Ano 12 – Vol. 08 – N. 39/2024
Ser intelectual nos dias de hoje já pode ser considerado artigo raro. A imbecilização tornou-se a regra. Basta assistir aos contorcionismos jornalísticos militantes, como tentar ouvir as músicas de hoje que fizeram da “Eguinha Pocotó” uma obra de arte. Os apelos de performances teatrais tiveram o ápice no antigo centro da civilização. Tudo matéria plástica.
Lá em casa de meus pais, quando se queria desprezar ou desvalorizar algo, dizia-se: Ah, mas isso é de matéria plástica! Talvez porque o vidro fosse a tradução do que era melhor. Creio que ainda seja, porque há pessoas que são cristais no trato.
Bom, mas homens são feitos de carne e osso, à imagem e semelhança do Criador, e repletos de virtudes e defeitos. Uns, claro, mais do que outros.
Falo, hoje, de virtudes, não pela despedida, porque de um verdadeiro intelectual – Ad Imortalitatem – não nos despedimos. Sua vida pessoal e sua integridade intelectual perdurarão para sempre. Nada é mais ajustado ao que digo do que este breve trecho que transcrevo:
“VENCENDO A MORTE
[…]
Em bar que ali havia, Amaral gostava de tomar a cerveja de cada dia. E, como escreveu Bernardo Almeida, seu velho confrade de saudável boêmia, naquele canto ele ficou, apesar de ter partido para o mundo da morte, o único capaz de obrigá-lo a não viver fisicamente em sua cidade querida.
Tragamos de volta a alma de Amaral”. – Joaquim Itapary, Armário das Almas, Ed. AML, 2015.
A crônica, parte de uma coletânea feita por Joaquim – 2000/2015 – ao jornal O Estado do Maranhão, apresentada pelo intelectual – e, costumo falar com carinho: O GUARDIÃO DAS LETRAS DO MARANHÃO – Benedito Buzar.
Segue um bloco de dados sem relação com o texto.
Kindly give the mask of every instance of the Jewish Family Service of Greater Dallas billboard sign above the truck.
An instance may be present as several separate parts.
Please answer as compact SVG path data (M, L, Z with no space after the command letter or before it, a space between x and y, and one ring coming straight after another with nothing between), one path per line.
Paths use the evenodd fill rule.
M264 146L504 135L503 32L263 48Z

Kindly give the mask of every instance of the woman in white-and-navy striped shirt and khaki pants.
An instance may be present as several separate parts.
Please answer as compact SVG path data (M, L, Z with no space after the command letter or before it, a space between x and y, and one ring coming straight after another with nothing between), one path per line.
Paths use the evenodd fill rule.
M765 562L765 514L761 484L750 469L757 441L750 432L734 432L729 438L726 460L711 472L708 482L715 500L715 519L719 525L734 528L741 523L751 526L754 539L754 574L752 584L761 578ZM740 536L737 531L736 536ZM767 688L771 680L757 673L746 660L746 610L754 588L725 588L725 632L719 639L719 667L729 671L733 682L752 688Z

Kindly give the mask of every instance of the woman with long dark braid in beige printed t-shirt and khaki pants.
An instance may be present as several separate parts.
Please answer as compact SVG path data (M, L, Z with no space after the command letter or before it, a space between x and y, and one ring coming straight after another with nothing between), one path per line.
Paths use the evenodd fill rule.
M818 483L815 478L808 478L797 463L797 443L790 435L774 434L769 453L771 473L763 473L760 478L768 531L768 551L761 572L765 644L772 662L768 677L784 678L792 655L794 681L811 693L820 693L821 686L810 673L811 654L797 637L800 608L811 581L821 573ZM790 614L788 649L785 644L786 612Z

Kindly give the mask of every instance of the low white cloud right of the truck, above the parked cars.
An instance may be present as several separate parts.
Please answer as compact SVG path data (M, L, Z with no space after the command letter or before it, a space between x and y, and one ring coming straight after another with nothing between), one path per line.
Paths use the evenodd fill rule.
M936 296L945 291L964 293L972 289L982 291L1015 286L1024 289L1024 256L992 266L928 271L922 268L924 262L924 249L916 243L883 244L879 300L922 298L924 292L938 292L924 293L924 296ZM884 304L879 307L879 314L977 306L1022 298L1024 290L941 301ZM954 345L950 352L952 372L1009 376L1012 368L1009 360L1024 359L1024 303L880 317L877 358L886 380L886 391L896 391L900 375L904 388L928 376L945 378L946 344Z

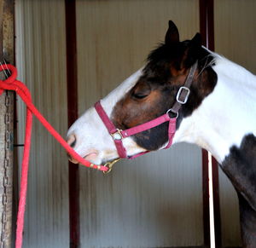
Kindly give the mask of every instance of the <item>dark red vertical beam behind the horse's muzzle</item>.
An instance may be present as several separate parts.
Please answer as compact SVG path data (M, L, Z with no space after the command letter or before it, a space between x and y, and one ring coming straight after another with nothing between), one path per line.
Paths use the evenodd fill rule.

Basta a mim e a ele sabermos o motivo.
Não desejo, porém, traçar linhas de um inventário literário, mas escrever uma “ata sumariada de assembleias da vida”. Daquelas em que o acaso proporciona ou que os acontecimentos literários produzem.
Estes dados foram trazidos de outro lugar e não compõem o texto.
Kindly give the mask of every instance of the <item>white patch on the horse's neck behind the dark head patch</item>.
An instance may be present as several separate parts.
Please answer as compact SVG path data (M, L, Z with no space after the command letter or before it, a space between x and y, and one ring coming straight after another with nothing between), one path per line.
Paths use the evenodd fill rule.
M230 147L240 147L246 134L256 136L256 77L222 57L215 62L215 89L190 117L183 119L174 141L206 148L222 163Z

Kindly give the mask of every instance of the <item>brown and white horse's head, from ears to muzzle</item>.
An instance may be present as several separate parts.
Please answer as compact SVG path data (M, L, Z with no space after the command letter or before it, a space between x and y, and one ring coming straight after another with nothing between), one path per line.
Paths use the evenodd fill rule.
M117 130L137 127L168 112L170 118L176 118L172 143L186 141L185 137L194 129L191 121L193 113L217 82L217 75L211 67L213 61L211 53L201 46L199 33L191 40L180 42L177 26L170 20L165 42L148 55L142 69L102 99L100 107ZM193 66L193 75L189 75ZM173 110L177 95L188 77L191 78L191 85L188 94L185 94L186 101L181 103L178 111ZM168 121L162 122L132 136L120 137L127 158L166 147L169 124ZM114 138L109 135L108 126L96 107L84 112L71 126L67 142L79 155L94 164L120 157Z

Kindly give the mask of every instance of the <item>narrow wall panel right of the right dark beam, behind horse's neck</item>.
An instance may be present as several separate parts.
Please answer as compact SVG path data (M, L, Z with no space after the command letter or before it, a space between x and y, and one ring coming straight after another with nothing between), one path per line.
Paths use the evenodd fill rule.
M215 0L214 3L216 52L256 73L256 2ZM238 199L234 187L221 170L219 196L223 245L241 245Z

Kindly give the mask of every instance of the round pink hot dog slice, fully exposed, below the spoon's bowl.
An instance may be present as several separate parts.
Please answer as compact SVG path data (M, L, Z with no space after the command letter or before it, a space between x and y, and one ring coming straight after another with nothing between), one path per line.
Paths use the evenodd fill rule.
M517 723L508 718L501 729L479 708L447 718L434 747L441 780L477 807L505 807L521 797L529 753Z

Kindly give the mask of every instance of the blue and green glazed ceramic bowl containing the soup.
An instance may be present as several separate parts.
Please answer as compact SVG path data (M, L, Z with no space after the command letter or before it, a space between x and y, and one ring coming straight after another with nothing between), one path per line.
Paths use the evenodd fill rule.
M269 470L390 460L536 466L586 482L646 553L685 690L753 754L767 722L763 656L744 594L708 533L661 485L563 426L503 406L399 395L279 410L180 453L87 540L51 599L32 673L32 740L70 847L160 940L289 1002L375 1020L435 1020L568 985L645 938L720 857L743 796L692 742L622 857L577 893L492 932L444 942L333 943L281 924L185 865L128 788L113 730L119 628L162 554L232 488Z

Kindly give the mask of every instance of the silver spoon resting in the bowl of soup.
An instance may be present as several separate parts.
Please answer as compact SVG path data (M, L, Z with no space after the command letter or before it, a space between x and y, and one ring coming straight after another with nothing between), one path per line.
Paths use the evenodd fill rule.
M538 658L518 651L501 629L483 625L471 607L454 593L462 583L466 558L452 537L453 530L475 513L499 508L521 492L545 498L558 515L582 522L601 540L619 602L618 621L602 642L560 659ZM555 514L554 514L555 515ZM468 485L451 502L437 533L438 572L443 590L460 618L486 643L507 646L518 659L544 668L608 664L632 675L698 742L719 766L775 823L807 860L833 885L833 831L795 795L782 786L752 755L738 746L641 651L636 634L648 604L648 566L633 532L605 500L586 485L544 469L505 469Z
Não foram muitas, embora várias e ricas, todas as vezes em que me encontrei e tive a oportunidade de conversar (ou só cumprimentar) Joaquim Itapary. Aliás, Joaquim Salles de Oliveira Itapary Filho.
Em uma dessas ocasiões, em que presentes Benedito Buzar, Joaquim Itapary, Natalino Salgado, Eliezer Moreira e este aprendiz que lhes escreve, no Boteco, num sábado fortuito, disse-me ele que havia lido meu livro. Fez uma síntese do que havia gostado e me encheu de orgulho. Dali em diante falamos de eu ocupar a cadeira patroneada por Bandeiraa Tribuzzi na Academia Ludovicense de Letras, de quem ele, como meu pai, tinha sido amigos. Mas também falou de trabalhos que ambos realizaram para a concepção de uma das Constituições do Estado do Maranhão.
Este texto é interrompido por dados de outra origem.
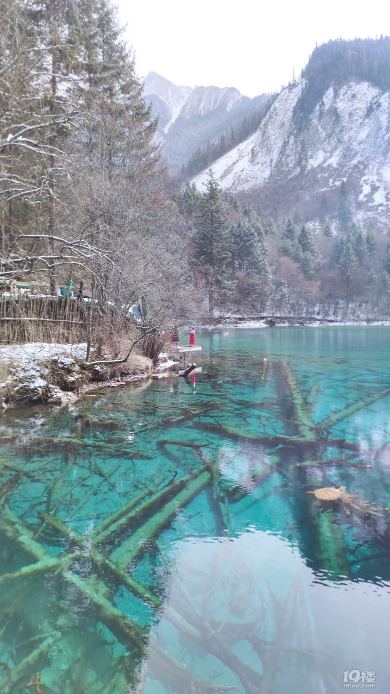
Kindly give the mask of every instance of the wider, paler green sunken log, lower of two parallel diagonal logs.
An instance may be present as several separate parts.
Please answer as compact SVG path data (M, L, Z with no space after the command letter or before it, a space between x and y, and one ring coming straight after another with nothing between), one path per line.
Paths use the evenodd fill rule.
M204 471L203 466L198 470L202 468L203 471L197 477L188 482L184 489L179 491L160 511L149 518L144 525L139 527L134 534L112 552L111 561L114 561L121 568L126 568L137 557L144 545L161 532L178 509L188 504L210 482L210 473Z

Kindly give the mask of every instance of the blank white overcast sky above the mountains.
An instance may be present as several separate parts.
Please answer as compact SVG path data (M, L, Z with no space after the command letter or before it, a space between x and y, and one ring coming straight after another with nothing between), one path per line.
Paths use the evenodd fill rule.
M255 96L296 76L316 42L390 35L389 0L115 0L137 71Z

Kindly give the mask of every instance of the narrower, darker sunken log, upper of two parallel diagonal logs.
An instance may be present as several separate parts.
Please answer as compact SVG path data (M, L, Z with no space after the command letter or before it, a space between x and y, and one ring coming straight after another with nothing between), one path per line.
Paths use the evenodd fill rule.
M173 480L173 482L171 482L171 484L167 484L167 486L164 486L158 492L156 492L155 494L145 499L136 506L133 506L131 501L128 502L127 505L125 505L117 511L117 520L115 520L113 523L110 523L110 525L106 526L104 530L99 530L99 534L96 534L94 536L94 541L99 543L104 542L108 539L110 534L119 530L119 528L123 525L128 525L129 523L131 523L131 521L134 521L135 519L139 520L139 518L151 511L153 507L160 505L169 496L177 493L188 482L194 480L194 477L198 477L198 475L200 475L204 470L205 466L201 465L194 471L188 473L187 475L184 475L183 477L177 477L176 480Z

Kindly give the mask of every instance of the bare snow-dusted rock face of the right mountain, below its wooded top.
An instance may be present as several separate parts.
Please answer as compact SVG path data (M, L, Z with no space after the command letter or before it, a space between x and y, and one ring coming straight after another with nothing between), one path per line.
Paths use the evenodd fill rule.
M285 209L315 210L324 193L337 205L344 180L354 216L388 224L390 92L366 81L330 86L303 119L303 90L305 79L282 90L260 128L212 164L221 187L247 199L255 193L264 207L267 198L282 207L287 199ZM203 171L193 183L203 189L205 180Z

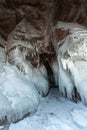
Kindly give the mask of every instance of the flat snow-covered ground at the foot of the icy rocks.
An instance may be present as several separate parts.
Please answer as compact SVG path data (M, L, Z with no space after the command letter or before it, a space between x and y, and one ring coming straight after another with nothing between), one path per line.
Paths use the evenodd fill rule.
M11 124L9 130L87 130L87 106L74 103L51 90L42 99L38 111L26 119Z

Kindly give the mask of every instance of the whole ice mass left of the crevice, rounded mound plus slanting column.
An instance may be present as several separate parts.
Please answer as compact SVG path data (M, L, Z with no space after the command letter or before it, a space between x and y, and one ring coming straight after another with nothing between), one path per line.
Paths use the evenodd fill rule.
M29 38L26 29L23 31L26 39ZM0 36L0 125L17 122L35 112L41 96L46 96L49 91L44 74L25 58L28 49L32 50L33 46L20 39L11 39L8 42L9 46Z

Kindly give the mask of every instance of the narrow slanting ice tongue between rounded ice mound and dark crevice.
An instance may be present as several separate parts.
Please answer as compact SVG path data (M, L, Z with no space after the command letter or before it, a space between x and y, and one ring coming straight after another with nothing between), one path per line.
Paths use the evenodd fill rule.
M48 93L48 81L43 76L43 74L39 71L38 68L34 68L29 61L26 61L23 53L20 51L18 47L14 51L12 51L12 62L18 66L18 68L24 72L24 74L28 75L31 81L34 83L36 89L38 90L41 96L45 96Z

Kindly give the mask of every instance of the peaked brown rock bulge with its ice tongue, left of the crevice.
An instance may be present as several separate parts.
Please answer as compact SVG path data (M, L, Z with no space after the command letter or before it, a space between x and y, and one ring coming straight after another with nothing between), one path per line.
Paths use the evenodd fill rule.
M45 96L49 90L48 81L31 62L31 58L36 55L38 55L37 62L39 62L38 47L43 48L43 44L41 44L42 46L39 44L41 43L39 37L42 37L42 32L34 29L31 24L23 19L8 36L8 62L15 64L21 72L28 75L39 94ZM46 41L44 42L46 43Z

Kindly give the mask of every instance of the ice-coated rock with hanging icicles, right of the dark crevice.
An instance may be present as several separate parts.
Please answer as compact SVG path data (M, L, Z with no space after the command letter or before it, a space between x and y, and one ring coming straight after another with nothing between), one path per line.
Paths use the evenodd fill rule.
M81 98L87 104L87 30L77 24L59 22L69 29L58 50L59 90L70 99Z

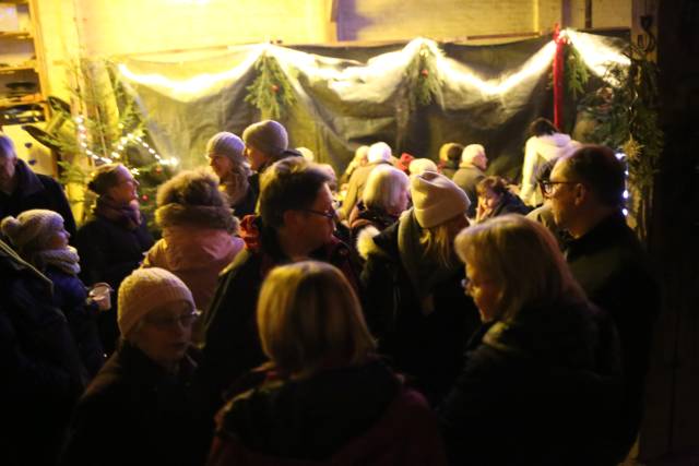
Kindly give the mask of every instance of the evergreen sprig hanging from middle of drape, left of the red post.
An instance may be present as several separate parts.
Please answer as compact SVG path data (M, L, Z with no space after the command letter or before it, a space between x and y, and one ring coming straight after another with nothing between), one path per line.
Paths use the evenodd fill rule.
M441 98L441 80L437 68L437 57L433 48L422 44L415 57L405 68L404 76L407 81L408 103L411 110L418 106L426 107Z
Mas a admiração pelo intelectual também despertou em mim uma característica que ainda cultivo nas pessoas: a elegância.
A par de ser um intelectual valoroso – sua vasta obra é a prova – foi uma pessoa de refinado trato e de trajes elegantes, embora isso não fizesse dele nenhum homem soberbo. Ao contrário. O “Zé Cláudio” me era dito com o carinho de quem guardava histórias do Apeadouro, onde nasci e onde ele frequentou pelo parentesco dele ali residente, como às amizades que ali viviam, como a que ele dedicava a Yedo Saldanha.
Joaquim era assim, entre um intelectual exuberante e um ser humano elegante. Firme em convicções pessoais, escorreito na escrita e refinado no trato.
Guardo memórias. Guardo lembranças. Guardo palavras, como as que iniciavam nossos cumprimentos: Poeta, como estás?
Não nos encontrávamos com frequência, mas há uma frequência que ficou como em ondas médias da “Difusora Opina”, programa diário que tinha na voz de Cordeiro Filho (estarei enganado?!) o timbre tão belo quanto o da voz do caríssimo José Salim.
Hoje, já sem a presença do poeta, resta a lembrança da jaqueta, dos óculos, da barba, do olhar sereno e do tom de voz. Quem sabe para me dizer:
“Poeta, estou em outra academia. A mais bela de todas” – ao que eu responderia: Certamente, por merecimento!
Meu apreço e meu abraço, Joaquim Itapary. Como dissestes um dia de Bernardo Almeida, falando sobre Amaral, a morte pode privar-nos todos da presença física, mas a imortalidade intelectual e a grandiosidade humana estarão em cada esquina desta cidade de poetas e paixões.